The summons reads: "Because of the motives mentioned in the affidavit, (the RCMP investigator) has reasons to believe that Ghalmi will commit a terrorist offence."

Federal Crown attorney Lyne Decarie said the affidavit will not be made public.

"We want him to respect certain conditions ... and at the next date it's set for hearing and we'll see what kind of conditions," Decarie told reporters.

Neither Ghalmi nor his lawyer, Mathieu Bedard, would speak with reporters as they left the courtroom.

Jamie McGowan, a Montreal promoter, who first met Ghalmi a couple of years ago, described him as an amateur kick boxer.

"He did a couple of kick-boxing matches over a one-year period," McGowan told The Canadian Press.

"He only did a few matches and then he stopped training and he was focusing on school."

"As far as I could tell he was a very nice kid, super-nice kid, very respectful and trained very hard," McGowan said in a phone interview.

He added that Ghalmi had a lot of talent as a athlete and everyone was surprised when he quit training.

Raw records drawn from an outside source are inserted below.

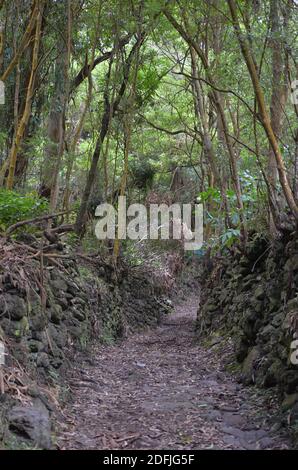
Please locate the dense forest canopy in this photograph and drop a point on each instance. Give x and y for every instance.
(153, 99)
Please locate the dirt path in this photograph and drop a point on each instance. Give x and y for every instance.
(161, 390)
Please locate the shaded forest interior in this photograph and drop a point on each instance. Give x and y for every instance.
(164, 102)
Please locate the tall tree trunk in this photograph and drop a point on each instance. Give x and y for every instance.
(278, 99)
(82, 215)
(26, 114)
(56, 122)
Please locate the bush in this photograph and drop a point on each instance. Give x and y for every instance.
(15, 207)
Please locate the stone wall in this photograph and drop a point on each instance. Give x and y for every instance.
(254, 299)
(45, 316)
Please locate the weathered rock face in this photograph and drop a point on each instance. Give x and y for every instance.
(43, 322)
(254, 298)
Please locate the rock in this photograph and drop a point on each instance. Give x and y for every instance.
(289, 401)
(43, 360)
(56, 314)
(293, 416)
(58, 285)
(79, 314)
(274, 373)
(32, 424)
(259, 293)
(13, 306)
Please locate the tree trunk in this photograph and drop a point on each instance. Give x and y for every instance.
(265, 119)
(26, 114)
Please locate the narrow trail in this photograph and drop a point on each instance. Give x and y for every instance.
(161, 390)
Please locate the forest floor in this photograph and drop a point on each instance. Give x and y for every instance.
(162, 390)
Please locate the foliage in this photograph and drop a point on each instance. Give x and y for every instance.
(15, 207)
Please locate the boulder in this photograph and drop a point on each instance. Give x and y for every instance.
(31, 424)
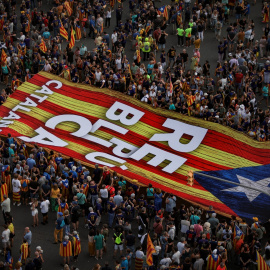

The 44-year-old McGowan, a mixed martial arts and kick-boxing promoter for about eight years, said he was "a little surprised" when Ghalmi showed up in the news.

The Conservative government introduced an anti-terrorism bill last month that would make it easier for the RCMP to obtain a peace bond.

Existing law requires a fear that someone "will commit'' a terrorism offence before police can obtain a peace bond _ a tool that can mean jail unless a suspect abides by strict conditions, for instance that they surrender their passport and regularly report to police.

A new, lower threshold would be reasonable grounds to fear a person "may commit'' a terrorism offence.

The Public Prosecution Service of Canada says the federal government has used peace bonds in terrorism-related matters fewer than ten times.

Ghalmi will be back in court on March 27.